C’est donc la thèse fameuse du colonel de Gaulle sur “la discorde chez l’ennemi” qui se développe à belle vitesse. L’intérêt de cette évolution est qu’elle se place à un moment où il existe une réelle offensive du système contre les “blogs” indépendants, en général en position de “dissidence” (même un Sweetman lorsqu’il écrivait, bien qu’il appartînt au groupe AW&ST) comme dans le cas incontestable du JSF ; le Dr. Kartik Athreya, dans le cas d’Evans-Pritchard, s’attaquait surtout à cette catégorie, accusée d’être “une menace contre l’ordre public” (ce qui impliquerait, d’ailleurs, qu’une bonne censure contre ces trouble-fêtes ne serait pas de trop, dans l'esprit du critique). Or, l’activisme “dissident” est, comme on le constate, relayé par des experts qui ont nettement un pied dans l’establishment, gens très difficiles à faire taire lorsqu’ils ont le statut d’un Evans-Pritchard ou d’un Krepinevitch.

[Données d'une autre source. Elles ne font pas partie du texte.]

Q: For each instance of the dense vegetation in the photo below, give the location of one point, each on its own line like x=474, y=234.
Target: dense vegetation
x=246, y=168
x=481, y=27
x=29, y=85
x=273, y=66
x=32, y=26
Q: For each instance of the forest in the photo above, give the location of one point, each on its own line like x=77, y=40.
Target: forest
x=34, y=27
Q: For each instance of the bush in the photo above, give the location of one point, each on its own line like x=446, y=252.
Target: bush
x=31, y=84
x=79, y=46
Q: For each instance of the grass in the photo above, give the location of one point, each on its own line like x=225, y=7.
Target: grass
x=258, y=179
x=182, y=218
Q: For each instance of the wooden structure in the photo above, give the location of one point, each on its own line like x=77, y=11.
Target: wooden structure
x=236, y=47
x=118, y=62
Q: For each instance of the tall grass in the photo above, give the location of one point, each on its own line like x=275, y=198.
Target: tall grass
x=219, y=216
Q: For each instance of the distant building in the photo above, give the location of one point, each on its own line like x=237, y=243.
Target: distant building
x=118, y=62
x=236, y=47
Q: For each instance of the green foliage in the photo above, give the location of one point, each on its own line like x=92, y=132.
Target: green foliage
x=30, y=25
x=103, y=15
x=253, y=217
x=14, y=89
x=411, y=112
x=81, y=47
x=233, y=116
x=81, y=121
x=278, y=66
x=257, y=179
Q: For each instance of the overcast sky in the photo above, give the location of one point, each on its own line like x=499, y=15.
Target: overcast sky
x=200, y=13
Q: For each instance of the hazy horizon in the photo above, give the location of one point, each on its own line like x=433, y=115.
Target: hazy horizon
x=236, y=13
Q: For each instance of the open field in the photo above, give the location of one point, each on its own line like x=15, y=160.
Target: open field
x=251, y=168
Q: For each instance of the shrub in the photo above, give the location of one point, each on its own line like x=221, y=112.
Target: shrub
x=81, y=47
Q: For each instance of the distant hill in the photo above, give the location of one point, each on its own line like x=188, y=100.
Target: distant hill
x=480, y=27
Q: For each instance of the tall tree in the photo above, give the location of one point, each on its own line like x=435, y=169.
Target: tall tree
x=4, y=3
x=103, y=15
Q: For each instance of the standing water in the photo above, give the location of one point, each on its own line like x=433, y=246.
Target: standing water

Le ver est dans le fruit et c’est vraiment “la discorde chez l’ennemi”. Il est vrai que, dans certains domaines fondamentaux du système (le système financier, le système mlitaro-industriel), il existe désormais une solide opposition intérieure, qui ne va faire que croître et embellir, à la mesure de l’effondrement du système, – car c’est bien cela qui, finalement, détermine l’enjeu du débat : le système s’effondre et l’establishment est désormais déchiré, divisé, après que l’opposition “dissidente” ait glorieusement allumé les premiers feux de la révolte. Le parallèle Evans-Pritchard/Krepinevitch invite à penser que la situation est désormais celle d’un état de crise dans l’affrontement à l’intérieur du système de la communication. Nous ne voyons strictement aucune raison pour que le processus d’effondrement du système soit ralenti en quelque façon que ce soit et cette situation que nous décrivons est donc promise à croître et à se multiplier.